A scavenger hunt all over the fair grounds to the different barns gathering the ingredients to make homemade crepes. My kids had so much fun with this and loved the crepe making.
In fifth grade, I lived next door to a boy who I had a terrible crush on. As luck would have it, he had a "girlfriend" and I never breathed a word of my infatuation out of shyness and fear. Just enjoyed being in his presence when he came over to play baseball in the yard with my brothers and hid my adoration. I think that's why I love watching Annie with this neighbor of ours. Same situation, only she was lucky enough to spend every waking moment of the fair with her crush. As she sighed about being "just friends" in a moment of confidance, I felt I'd been there and done that and loved having that connection with her.
Tractor pull in the cool of the big barn with my boys.

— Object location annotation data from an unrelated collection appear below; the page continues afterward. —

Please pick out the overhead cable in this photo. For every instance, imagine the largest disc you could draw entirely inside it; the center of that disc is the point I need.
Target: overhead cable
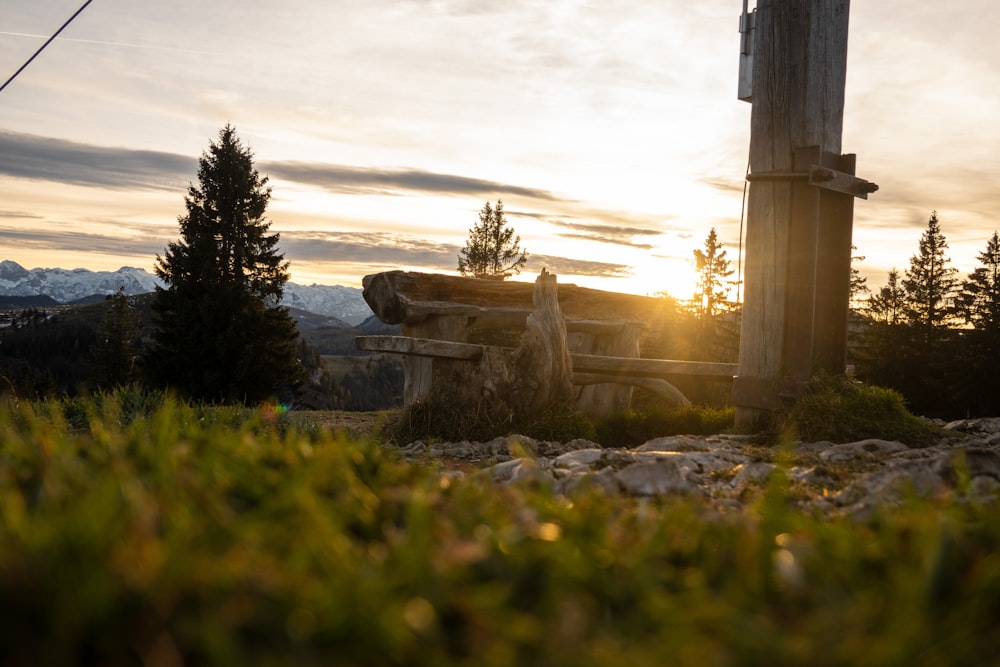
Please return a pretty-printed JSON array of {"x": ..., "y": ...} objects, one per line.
[{"x": 42, "y": 48}]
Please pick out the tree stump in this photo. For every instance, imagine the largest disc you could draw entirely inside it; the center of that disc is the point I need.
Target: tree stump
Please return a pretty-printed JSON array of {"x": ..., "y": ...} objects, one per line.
[
  {"x": 542, "y": 370},
  {"x": 516, "y": 384}
]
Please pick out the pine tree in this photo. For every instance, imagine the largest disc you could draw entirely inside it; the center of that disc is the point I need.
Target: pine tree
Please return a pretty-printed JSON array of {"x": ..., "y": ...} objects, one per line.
[
  {"x": 492, "y": 249},
  {"x": 930, "y": 282},
  {"x": 888, "y": 305},
  {"x": 115, "y": 356},
  {"x": 220, "y": 335},
  {"x": 979, "y": 298},
  {"x": 859, "y": 283},
  {"x": 712, "y": 267}
]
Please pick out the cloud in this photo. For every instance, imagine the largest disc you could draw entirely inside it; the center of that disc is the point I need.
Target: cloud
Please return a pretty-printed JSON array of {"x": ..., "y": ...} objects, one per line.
[
  {"x": 46, "y": 158},
  {"x": 382, "y": 249},
  {"x": 577, "y": 267},
  {"x": 615, "y": 234},
  {"x": 366, "y": 247},
  {"x": 723, "y": 183},
  {"x": 145, "y": 246},
  {"x": 19, "y": 215},
  {"x": 363, "y": 180}
]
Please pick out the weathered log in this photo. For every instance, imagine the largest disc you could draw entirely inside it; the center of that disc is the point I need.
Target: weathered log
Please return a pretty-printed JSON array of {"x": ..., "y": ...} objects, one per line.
[
  {"x": 458, "y": 309},
  {"x": 542, "y": 370},
  {"x": 400, "y": 297}
]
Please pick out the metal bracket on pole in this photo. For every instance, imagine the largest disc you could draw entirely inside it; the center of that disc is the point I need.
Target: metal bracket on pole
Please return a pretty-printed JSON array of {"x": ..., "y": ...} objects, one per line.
[
  {"x": 838, "y": 181},
  {"x": 822, "y": 177}
]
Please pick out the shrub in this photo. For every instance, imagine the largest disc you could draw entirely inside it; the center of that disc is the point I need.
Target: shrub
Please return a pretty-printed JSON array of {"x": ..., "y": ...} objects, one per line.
[
  {"x": 439, "y": 420},
  {"x": 841, "y": 410},
  {"x": 636, "y": 427}
]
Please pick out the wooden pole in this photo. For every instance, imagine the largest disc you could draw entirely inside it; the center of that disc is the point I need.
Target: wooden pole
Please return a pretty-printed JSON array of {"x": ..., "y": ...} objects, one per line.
[{"x": 796, "y": 253}]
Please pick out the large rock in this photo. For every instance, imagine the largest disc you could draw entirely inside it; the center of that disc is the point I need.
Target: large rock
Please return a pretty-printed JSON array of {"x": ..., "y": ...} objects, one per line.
[{"x": 852, "y": 478}]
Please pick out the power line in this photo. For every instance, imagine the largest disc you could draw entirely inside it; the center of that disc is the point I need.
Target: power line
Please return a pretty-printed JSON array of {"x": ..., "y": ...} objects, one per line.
[{"x": 42, "y": 48}]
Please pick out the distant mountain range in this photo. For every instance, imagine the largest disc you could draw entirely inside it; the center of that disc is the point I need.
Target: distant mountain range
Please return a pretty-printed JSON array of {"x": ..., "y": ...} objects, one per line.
[{"x": 21, "y": 288}]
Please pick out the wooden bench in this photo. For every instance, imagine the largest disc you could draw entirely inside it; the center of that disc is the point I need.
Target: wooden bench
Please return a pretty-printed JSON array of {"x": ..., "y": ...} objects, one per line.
[
  {"x": 588, "y": 369},
  {"x": 439, "y": 316}
]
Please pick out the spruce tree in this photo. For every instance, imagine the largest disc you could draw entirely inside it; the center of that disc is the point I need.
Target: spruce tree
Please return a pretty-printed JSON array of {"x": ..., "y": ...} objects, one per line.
[
  {"x": 115, "y": 356},
  {"x": 979, "y": 298},
  {"x": 220, "y": 335},
  {"x": 978, "y": 303},
  {"x": 930, "y": 282},
  {"x": 492, "y": 249},
  {"x": 888, "y": 305},
  {"x": 713, "y": 268}
]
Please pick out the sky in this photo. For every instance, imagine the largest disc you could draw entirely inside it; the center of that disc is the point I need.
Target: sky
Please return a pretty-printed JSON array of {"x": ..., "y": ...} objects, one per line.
[{"x": 610, "y": 130}]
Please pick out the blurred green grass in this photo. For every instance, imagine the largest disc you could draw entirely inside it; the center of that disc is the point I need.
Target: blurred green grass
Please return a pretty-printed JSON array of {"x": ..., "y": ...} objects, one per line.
[{"x": 154, "y": 532}]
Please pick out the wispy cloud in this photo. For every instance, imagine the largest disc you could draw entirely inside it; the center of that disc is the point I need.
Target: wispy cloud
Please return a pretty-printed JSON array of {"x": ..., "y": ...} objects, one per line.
[
  {"x": 46, "y": 158},
  {"x": 364, "y": 180},
  {"x": 383, "y": 249},
  {"x": 577, "y": 267},
  {"x": 615, "y": 234},
  {"x": 143, "y": 246}
]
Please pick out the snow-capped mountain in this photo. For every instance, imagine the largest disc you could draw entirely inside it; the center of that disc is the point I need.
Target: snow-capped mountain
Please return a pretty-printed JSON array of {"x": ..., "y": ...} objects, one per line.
[{"x": 66, "y": 286}]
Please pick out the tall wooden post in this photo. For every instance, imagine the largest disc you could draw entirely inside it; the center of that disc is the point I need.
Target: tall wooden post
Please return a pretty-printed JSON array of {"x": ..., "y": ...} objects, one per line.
[{"x": 800, "y": 209}]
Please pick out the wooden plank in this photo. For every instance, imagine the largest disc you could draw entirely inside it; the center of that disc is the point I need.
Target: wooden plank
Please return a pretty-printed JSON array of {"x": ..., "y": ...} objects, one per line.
[
  {"x": 583, "y": 363},
  {"x": 421, "y": 347},
  {"x": 652, "y": 368},
  {"x": 800, "y": 65}
]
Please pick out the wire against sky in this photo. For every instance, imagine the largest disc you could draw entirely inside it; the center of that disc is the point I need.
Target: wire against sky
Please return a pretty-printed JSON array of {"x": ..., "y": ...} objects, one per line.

Best turkey legs ever, so says Celia.
The most awesome home schooled brother and sister duo I have ever met. She's so amazing it's almost enough to convince me to home school myself ....... almost. They're goat kids and I fell in love with their family. Wish I could have put her in my pocket and taken her home.
Fair wristbands for unlimited rides. Let's say nothing of how quick they put up and take down those rides. Christian says the element of danger adds to the fun.
Oh yeah, and my favorite. Funnel cakes made by genuine carnies. There is nothing like them ... the funnel cakes ... or the carnies for that matter.
And ... though I have no documentation, thanks to the politician handing out fruit snacks, m&m's, bottled water and caprisuns at his booth all week. I know our children took great advantage of you and we will probably never vote for you but thanks for the endless supply of free snacks. I hope you didn't go away feeling totally robbed.